「早稲田の1番をピッチャーにつけさせるなんて」斎藤佑樹は巻き起こる批判にも負けずさらなる進化を目指した (2ページ目)

  • 石田雄太●文 text by Ishida Yuta
  • photo by Sankei Visual

 プロに入ってからの僕は、この時の映像を参考にしていました。よく「高校時代の映像は見るんですか」と聞かれましたが、僕が見ていたのは大学1年の秋の映像です。見るたびに自然に動く肩甲骨と同時に、長髪だった自分が気になって、「なぜあの頃のオレはこんなに髪が長かったんだ」と、いつも思っていました。その理由は謎のままなんですが(笑)。

【應武監督の見極める力】

 大学野球では春のリーグ戦で優勝すると全日本大学野球選手権に、秋のリーグ戦で優勝すると明治神宮大会に出場できます。神宮大会といえば早実2年の秋に一度、高校の部に出場しました。準決勝で駒大苫小牧に負けた、あの時です。
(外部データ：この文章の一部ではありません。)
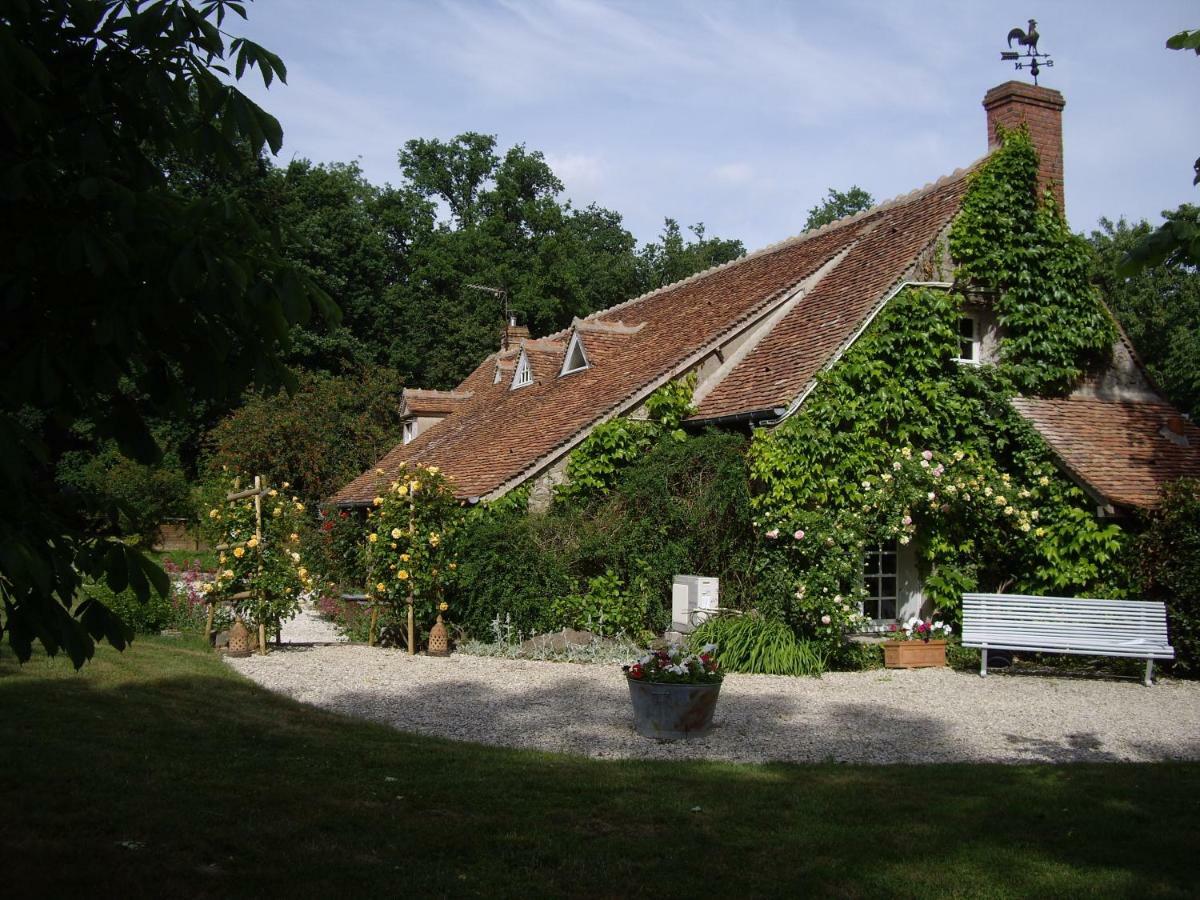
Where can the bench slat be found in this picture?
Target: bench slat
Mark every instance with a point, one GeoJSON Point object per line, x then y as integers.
{"type": "Point", "coordinates": [1073, 625]}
 今回は大学の部へ出場することになったのですが、決勝で東洋大に負けてしまいました。相手の先発は、その年のドラフトの目玉と言われた大場翔太さん(のちにホークス)で、僕らは完璧に抑えられました(早稲田が打ったヒットは2本、奪われた三振は10個、完封を喫した)。

 僕と大場さんは、どちらも決勝戦で3連投になっていました。僕も6回までを被安打1、無失点で抑えていたんです。それが6回裏、代打を送られて交代となりました。0−0の試合はその後、均衡が破られ、最後は0−2で東洋大に優勝を持っていかれました。
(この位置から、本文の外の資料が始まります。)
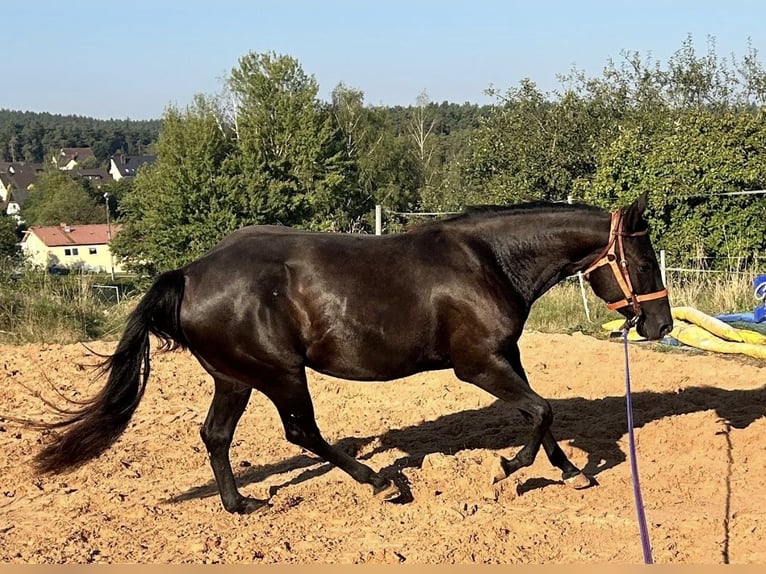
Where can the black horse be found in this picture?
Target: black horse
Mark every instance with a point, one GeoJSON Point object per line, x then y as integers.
{"type": "Point", "coordinates": [267, 302]}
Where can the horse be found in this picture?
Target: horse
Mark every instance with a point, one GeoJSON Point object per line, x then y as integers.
{"type": "Point", "coordinates": [268, 302]}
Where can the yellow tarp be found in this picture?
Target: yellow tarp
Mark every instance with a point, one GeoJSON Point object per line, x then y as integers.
{"type": "Point", "coordinates": [696, 329]}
 当時、相手の大場さんにも、ほかのいろんな人にも「なぜあそこで代わったの」と聞かれました。たしかに数字だけを見れば6回までの僕のピッチングはスライダーとツーシームを交えながら、ストレートもまあまあのスピードが出ていて(最速は143キロ)、大場さんに勝るとも劣らない、いい内容だったと思います。
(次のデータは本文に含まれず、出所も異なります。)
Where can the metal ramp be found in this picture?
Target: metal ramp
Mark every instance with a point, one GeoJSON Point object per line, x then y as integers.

 でも自分のなかではあの時、6回でいっぱいいっぱいだったんです。東洋大の打線もよかったので、気を遣いながらコーナーを丁寧に突いていかなければなりませんでした。

 そんな感じで気を張って投げていたので、6回で代えてもらってよかったなと、正直、ちょっとホッとした感覚があったんです。大場さんのように、3連投で完封なんて馬力はありませんでした。だから僕としては「なぜ代えたんだ」ではなく、「よく見抜いたよね、すごいな」という思いが先に立っていました。